What does the CBO report on Waxman-Markey actually tell us? (Not much).
The Congressional Budget Office recently issued its report on the Waxman-Markey bill. The Washington Times soon trumpeted: “CBO puts hefty price tag on emissions plan: Obama’s cap-and-trade system seen costing $846 billion.”
This is quite misleading. Actually, the CBO report tells us virtually nothing about the economic costs of the bill or how much consumers will lose out of pocket. In fact, the way most people understand the idea of a budget deficit, it doesn’t really say much about that either. CBO’s analysis is based on some very technical accounting that can easily be misinterpreted. In particular, CBO treats the issuance of free carbon allowances quite differently than most people would expect.
CBO’s job is to project the bill’s effect on the federal budget. Here’s the bottom line from the report, which is what the Washington Times story was reflecting:
CBO estimates that implementing this legislation would result in additional revenues, net of income and payroll tax offsets, of $253.2 billion over the 2010-2014 period and $845.6 billion over the 2010-2019 period. We estimate that direct spending would increase by $241.3 billion and $821.2 billion over the same periods, respectively.
Those sound like really big numbers (though less so on an annual basis), but the numbers don’t mean what they seem to.
There’s an important point that many readers may miss: “Those changes in revenues and direct spending would mainly stem from the process of auctioning and freely distributing allowances under the cap-and-trade programs established under this legislation.” When the government creates an allowance, CBO counts that as creating a government asset; giving it away free counts the same as spending an equivalent amount of cash.

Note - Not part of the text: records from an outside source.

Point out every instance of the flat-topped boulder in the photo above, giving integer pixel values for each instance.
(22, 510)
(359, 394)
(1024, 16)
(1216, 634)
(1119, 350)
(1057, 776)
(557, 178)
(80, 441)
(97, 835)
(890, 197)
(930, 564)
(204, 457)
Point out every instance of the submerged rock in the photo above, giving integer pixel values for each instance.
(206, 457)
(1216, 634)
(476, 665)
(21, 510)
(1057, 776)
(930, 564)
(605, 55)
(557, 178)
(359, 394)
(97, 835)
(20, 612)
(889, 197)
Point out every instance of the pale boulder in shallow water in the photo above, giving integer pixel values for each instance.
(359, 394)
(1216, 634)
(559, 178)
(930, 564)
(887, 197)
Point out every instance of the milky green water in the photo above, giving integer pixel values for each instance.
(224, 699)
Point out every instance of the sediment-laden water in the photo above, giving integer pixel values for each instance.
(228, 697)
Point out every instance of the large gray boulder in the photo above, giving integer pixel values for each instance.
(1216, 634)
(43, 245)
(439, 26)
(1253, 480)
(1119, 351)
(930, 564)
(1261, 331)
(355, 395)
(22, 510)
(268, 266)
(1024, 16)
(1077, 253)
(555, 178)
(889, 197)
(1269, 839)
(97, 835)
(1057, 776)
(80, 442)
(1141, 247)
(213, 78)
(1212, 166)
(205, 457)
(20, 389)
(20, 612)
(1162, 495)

Thus, most of these revenue and expenditure numbers from CBO don’t involve cash or issuing T-bills as debt. CBO says the government will actually have only about $49.9 billion over the 2010- 2019 period in additional discretionary spending. Mostly, the “expenditures” consist of giving away free allowances. CBO estimates that $973 billion worth of allowances would be sold or given away over a decade, of which about twenty percent would be sold, which in turn would mean something like $200 billion in income. So from a cash point of view, the effect on the budget appears to be even better than CBO portrays it.
CBO’s approach seems logical from an accounting point of view. But if you’re worried about how the deficit could affect interest rates or exchange rates, the cash figures would seem to be more relevant. If the Chinese are worried about our deficit, they’re not likely to care much one way or another about the theoretical accounting treatment of allowance giveaways. The government’s creditors should like Waxman-Markey better than CBO does.
In some ways, the CBO report is most useful in ways that don’t directly relate to the federal budget. I’d like to spend a bit of time on these incidental aspects of the report.
Besides having an excellent summary of the bill, the CBO report contains other useful information. First, the “base” of the allowance program is broad. CBO estimates that about 7,400 facilities would be affected by the cap-and-trade programs established by the bill. According to CBO’s estimates, the programs would cover about 72 percent of U.S. emissions of GHGs in 2012, about 78 percent in 2015, and about 86 percent in 2020.
The second thing to notice is the price of carbon. CBO estimates that the price of GHG allowances would rise from about $15 per mtCO2e of emissions in 2011 to about $26 per mtCO2e in 2019. One ton of carbon produces roughly three tons of CO2, so this is equivalent to a carbon tax of between $45 and $78 per ton. But CBO also makes it clear that these are soft figures because the models aren’t very robust.
Third, offsets have a big impact on costs. CBO estimates that covered entities would use international offsets in lieu of about 190 million allowances in 2012 and in lieu of about 425 million allowances in 2020. Together, the provisions allowing the use of domestic and international offsets would decrease the price of GHG allowances by $35 (69 percent) in 2012.
One final thing: CBO nowhere gives an estimate of the total cost of compliance to industry. We know the marginal cost of compliance from the allowance prices, but the average cost from the cap-and-trade program itself should be lower. (On the other hand, some allowances will be freed up from compliance with other regulatory mandates, which may be expensive.) From the consumer point of view, the biggest question is probably how much of a decrease in the availability of energy takes place, since that’s what will drive up prices in competitive markets. CBO doesn’t tell us that either.
And of course, CBO doesn’t say a word about the environmental benefits of mitigating greenhouse gases, because those benefits are off-budget.
The moral of this story: Don’t confuse accounting budgets with real economic impacts.